The non-profit SAO organizes the annual Festival de las Aves de Medellin, as well as regular bird-walk excursions, monthly wild-bird education conferences, research projects, conservation projects and numerous volunteer initiatives (see: http://sao.org.co/).

Historically, two-thirds of Colombia’s supposedly “protected” national park areas have been invaded by guerrilla groups, illegal miners and coca growers, Myers noted in his presentation here.

But a “Heritage Colombia” initiative cosponsored by WWF-Colombia and the Environment Ministry aims to increase the size of “protected areas” as well as to help conserve abutting areas, where bird-friendly forest habitats otherwise could be destroyed by expansion of farming and ranching -- expansions that are contemplated in the “peace treaty” with the FARC, he explained.

Crucial to the creation of birding “trails” and initiatives such as “Heritage” is the involvement and training of local people that would benefit from expansion of ecotourism in these “former conflict zones,” he explained.

One such initiative cosponsored by the U.S. Agency for International Development (USAID) nearly three years ago involved training of 40 guides in northern Colombia. This project targeted specialized birding in areas including the Serrania de Perija, Ecoparque Los Besotes (in Valledupar), Minca (in Sierra Nevada de Santa Marta), San Lorenzo, Tayrona and Los Flamencos park in La Guajira, he said.

The initiative also included research on “hot-spot” birding areas as well as promotional tours with journalists, generating wider interest in ecotourism.

Expansion of similar initiatives in more areas would require further investment and development of “comfortable lodging, good roads, reliable transportation, bilingual and bird-focused guides, and attention to bird-watchers’ peculiar needs such as early breakfasts, canopy towers and silent boat tours, in order for the bird-watching industry to reach its potential in Colombia,” as noted in the recent Tropical Conservation Science study.

Such investment and training would result in a projected 150,000 North American birding tourists coming to Colombia over the next decade, generating at least US$50 million in new income for Colombian birding operations and creating least 7,500 new jobs, Myers said, citing the recent studies.
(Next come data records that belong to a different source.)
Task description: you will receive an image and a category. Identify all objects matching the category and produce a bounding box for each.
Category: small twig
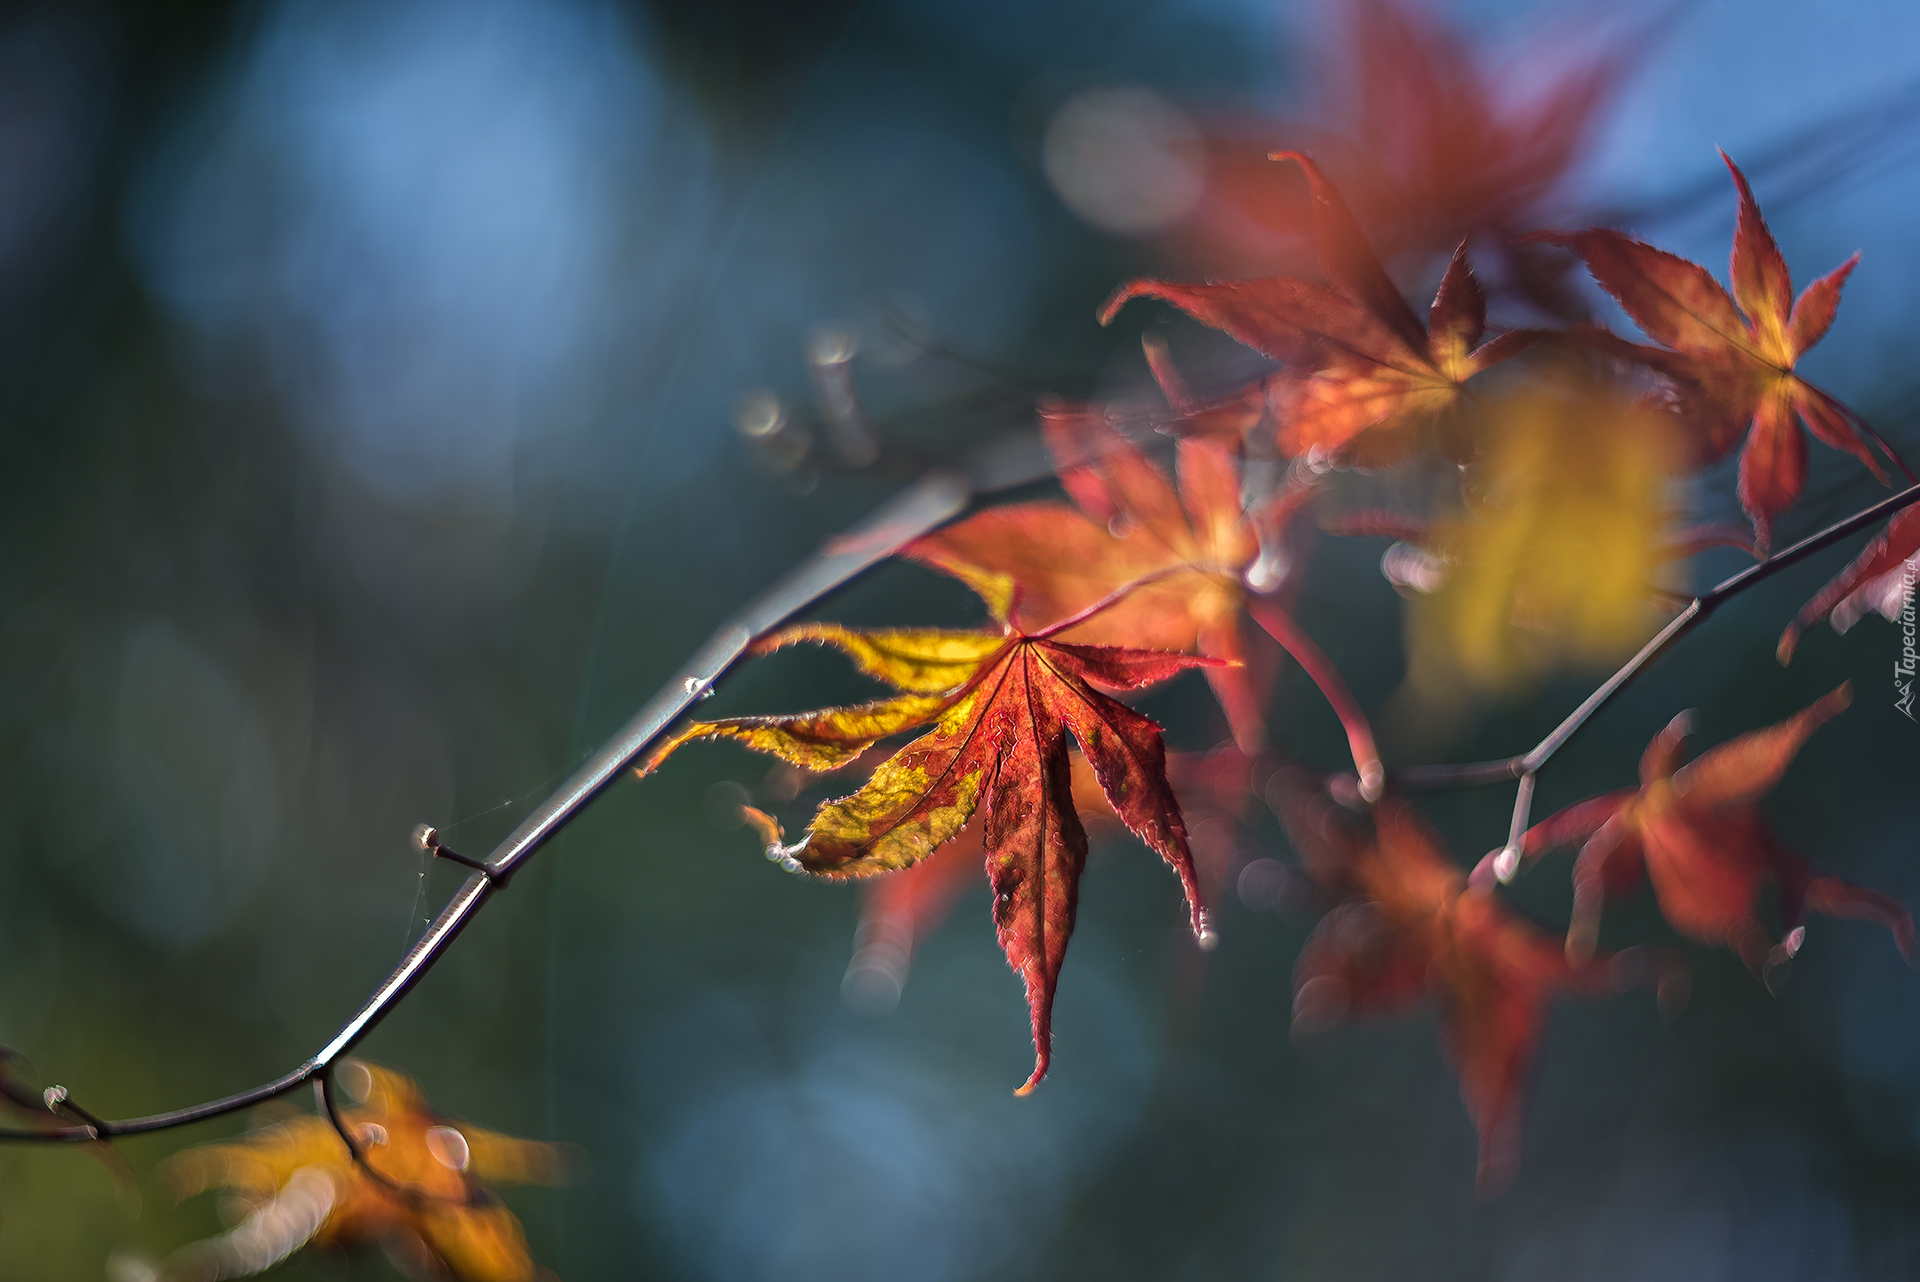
[1394,481,1920,798]
[42,1086,103,1139]
[1391,757,1526,790]
[1490,772,1537,883]
[412,825,490,876]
A recent Audubon membership survey cited in the study also revealed that although 56% recognize Colombia as an important country for bird watching, more than 70% did not know that Colombia has the world’s greatest bird diversity. However, 54% of those surveyed also perceived that Colombia was still unsafe because of the historic narco-fueled guerrilla wars.

However, as the Elsevier study noted: “When consulted about their experience, people who have visited Colombia rated their [birding] tours positively: on a scale from 1 to 6 (1 very poor, 6 excellent), respondents gave high ratings to the experience of bird watching itself (5.0), as well as knowledgeable guides (4.7) and personal safety during travel (4.6). These good ratings are consistent with respondents' intentions to visit the country again at some point: 94% of those who had visited Colombia want to do it again.”

As for developing international bird tourism in Medellin and Antioquia specifically, Myers added that local conservation groups such as the SAO can and should work positively with Colombian government agencies to help develop new birding “trails.”

For example, Medellin-based birding tours could develop 10-to-12-day “trail” routes involving nearby Antioquian regions including the Pacific as well as the Middle Magdalena, he said.

In Colombia today, “there are very few birding tour companies – four or five that have 70% of the business. So, there’s enormous opportunity. There are also very few eco-lodges compared to Costa Rica, Ecuador or Peru," Myers explained.

“But Colombia also needs more English-speaking guides. Every trained guide with binoculars, books and English potentially can be his [or her] own company. Quantity and quality is fundamental, along with certification,” the latter of which is controlled by Colombia’s government-run Servicio Nacional de Aprendizaje (SENA).